Reputation: 746
My problem is how to parse wildcard queries with Lucene that the query term is passed through a TokenFilter
.
I'm using a a custom Analyzer
with several filers (e.g. ASCIIFoldingFilter
, but that's only an example). My problem is that whenever Lucene's QueryParser
detects that one of the sub-queries is a WildcardQuery
, it by design [1] ignores the Analyzer
.
This means that a query for über is filtered correctly,
über -> uber
but a query for über* (with a wildcard) is not passed through a filter at all:
über* -> über*
Obviously this means - as index-side all tokens are filtered - that there can be no matches on any query containing ü...
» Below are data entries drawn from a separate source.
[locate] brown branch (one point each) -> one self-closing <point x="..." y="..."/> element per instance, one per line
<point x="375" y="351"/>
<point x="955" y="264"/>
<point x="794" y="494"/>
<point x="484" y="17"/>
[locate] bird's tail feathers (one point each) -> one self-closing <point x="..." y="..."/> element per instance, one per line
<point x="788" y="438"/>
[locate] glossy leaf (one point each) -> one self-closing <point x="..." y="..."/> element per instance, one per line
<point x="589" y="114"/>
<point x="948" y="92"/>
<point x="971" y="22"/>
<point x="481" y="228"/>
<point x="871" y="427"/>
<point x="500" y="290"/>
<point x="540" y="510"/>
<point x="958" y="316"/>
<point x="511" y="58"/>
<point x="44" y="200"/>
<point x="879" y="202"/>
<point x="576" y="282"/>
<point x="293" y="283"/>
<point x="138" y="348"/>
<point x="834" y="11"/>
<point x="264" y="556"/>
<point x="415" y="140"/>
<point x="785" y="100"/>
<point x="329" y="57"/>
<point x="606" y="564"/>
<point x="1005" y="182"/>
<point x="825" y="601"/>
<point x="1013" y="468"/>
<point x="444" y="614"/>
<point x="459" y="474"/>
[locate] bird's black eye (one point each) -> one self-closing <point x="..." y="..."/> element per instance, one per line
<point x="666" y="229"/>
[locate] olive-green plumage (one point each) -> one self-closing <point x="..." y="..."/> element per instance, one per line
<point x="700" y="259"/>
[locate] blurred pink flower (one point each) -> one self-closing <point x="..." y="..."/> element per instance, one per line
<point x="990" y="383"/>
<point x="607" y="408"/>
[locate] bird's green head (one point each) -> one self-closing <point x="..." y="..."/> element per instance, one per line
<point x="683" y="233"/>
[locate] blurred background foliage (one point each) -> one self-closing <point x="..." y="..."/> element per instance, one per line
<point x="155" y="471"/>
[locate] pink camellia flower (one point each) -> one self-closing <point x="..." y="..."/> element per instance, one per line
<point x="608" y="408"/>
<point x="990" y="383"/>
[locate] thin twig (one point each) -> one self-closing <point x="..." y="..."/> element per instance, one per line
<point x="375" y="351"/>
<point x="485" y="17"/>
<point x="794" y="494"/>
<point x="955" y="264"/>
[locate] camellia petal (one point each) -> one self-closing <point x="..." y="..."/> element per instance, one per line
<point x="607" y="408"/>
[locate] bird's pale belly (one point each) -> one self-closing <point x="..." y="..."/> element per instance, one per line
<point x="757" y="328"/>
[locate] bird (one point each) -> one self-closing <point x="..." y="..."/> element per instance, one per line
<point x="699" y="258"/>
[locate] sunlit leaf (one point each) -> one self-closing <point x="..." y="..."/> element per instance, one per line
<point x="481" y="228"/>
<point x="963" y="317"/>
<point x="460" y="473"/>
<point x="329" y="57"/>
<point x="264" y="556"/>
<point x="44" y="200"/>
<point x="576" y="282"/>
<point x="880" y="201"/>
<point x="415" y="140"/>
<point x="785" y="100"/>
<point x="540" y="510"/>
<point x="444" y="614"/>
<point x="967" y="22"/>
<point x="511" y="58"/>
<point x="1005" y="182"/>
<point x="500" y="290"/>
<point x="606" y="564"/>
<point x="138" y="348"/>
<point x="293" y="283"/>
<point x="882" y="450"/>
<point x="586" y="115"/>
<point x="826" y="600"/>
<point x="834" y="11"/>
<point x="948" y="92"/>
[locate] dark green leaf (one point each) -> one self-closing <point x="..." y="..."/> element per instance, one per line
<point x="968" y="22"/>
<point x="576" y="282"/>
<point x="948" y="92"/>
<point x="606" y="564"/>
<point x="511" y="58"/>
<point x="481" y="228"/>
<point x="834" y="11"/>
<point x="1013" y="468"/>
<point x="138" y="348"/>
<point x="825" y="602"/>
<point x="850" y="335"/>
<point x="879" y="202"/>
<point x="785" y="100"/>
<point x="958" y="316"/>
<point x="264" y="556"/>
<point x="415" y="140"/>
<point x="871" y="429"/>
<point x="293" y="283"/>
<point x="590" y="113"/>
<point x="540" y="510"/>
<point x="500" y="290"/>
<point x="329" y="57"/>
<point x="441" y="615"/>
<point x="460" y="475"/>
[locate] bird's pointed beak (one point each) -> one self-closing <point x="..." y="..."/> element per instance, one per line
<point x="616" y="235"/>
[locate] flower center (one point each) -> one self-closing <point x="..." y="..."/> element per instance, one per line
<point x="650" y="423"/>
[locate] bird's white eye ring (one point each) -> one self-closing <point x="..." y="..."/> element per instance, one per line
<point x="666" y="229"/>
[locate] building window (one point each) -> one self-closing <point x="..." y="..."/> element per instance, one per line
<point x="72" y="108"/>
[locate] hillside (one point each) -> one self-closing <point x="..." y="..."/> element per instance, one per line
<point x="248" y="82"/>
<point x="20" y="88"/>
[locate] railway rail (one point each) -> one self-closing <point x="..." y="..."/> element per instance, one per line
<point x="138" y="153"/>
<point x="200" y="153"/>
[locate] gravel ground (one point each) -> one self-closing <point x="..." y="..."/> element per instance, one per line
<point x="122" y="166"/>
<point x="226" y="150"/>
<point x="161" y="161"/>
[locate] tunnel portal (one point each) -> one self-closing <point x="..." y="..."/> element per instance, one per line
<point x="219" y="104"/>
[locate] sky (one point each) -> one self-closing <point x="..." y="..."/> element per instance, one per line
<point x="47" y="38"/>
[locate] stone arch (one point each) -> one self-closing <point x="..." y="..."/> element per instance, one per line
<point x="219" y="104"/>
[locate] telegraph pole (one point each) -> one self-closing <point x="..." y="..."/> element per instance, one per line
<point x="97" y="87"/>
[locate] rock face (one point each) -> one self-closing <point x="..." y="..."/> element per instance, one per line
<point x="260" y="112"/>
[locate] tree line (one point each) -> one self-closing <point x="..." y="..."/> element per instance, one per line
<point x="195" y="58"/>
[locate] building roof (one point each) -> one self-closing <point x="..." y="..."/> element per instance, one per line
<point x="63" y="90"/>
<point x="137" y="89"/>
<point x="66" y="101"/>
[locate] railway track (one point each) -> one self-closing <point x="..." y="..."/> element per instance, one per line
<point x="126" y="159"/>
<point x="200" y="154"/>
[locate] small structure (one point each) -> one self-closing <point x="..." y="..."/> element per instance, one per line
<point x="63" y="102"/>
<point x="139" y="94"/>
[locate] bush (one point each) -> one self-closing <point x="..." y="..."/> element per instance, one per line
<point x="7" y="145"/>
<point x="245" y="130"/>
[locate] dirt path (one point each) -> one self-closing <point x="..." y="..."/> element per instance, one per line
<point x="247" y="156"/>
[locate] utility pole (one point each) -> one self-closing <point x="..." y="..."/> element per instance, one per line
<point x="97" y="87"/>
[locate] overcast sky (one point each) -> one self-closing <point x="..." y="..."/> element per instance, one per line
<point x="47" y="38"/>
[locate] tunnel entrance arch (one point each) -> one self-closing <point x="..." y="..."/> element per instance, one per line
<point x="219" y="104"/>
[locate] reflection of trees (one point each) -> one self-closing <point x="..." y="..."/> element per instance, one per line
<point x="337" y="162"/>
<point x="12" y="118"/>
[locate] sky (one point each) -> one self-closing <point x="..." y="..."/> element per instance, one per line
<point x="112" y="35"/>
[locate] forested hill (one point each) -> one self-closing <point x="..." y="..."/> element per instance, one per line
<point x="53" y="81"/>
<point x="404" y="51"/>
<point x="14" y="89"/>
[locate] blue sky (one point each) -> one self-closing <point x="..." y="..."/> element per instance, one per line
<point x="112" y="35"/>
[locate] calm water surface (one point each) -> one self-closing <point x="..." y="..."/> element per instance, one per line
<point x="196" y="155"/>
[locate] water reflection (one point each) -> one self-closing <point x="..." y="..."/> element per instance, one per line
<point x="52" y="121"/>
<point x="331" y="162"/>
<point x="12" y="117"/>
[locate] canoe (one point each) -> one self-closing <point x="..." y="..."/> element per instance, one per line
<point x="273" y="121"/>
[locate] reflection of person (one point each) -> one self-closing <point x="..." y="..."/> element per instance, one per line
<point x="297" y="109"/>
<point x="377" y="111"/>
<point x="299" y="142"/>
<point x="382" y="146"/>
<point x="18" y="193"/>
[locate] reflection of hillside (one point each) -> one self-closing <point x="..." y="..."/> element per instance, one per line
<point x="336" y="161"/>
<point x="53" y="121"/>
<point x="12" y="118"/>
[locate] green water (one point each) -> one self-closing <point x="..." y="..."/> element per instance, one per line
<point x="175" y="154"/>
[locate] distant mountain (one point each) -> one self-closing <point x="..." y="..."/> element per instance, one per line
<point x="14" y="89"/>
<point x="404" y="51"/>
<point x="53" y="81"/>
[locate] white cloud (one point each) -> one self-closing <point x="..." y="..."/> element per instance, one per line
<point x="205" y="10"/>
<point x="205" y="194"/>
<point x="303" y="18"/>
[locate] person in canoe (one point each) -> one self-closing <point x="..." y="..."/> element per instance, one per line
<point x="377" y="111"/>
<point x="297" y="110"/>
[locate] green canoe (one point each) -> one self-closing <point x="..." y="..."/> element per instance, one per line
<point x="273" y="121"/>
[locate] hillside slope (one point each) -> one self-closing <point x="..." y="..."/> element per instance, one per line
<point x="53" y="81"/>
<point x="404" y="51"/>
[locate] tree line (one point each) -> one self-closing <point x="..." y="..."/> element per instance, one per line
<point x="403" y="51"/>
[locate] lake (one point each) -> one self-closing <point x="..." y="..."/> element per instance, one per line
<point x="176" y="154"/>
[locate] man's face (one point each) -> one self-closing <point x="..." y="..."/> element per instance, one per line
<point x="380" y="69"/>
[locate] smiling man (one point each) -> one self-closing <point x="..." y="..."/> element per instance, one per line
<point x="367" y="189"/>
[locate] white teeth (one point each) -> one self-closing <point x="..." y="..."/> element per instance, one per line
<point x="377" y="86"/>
Q: How do I force Lucene to filter the query for the WildCard queries, too? I'm looking for a way which would at least marginally re-use Lucene's codebase ;-)
Note: As an input I receive a query string, so building queries programmatically is not an option. Note: I'm using Lucene 4.5.1.
[1] http://www.gossamer-threads.com/lists/lucene/java-user/14224
Context:
// analyzer applies filters in Analyzer#createComponents (String, Reader)
Analyzer analyzer = new CustomAnalyzer (Version.LUCENE_45);
// I'm using org.apache.lucene.queryparser.classic.MultiFieldQueryParser
QueryParser parser = new MultiFieldQueryParser (Version.LUCENE_45, fields, analyzer);
parser.setAllowLeadingWildcard (true);
parser.setMultiTermRewriteMethod (MultiTermQuery.SCORING_BOOLEAN_QUERY_REWRITE);
// actual parsing of the input query
Query query = parser.parse (input);
Upvotes: 1
Views: 3736
Reputation: 746
Ok, I found a solution: I'm extending QueryParser
to override #getWildcardQuery (String, String)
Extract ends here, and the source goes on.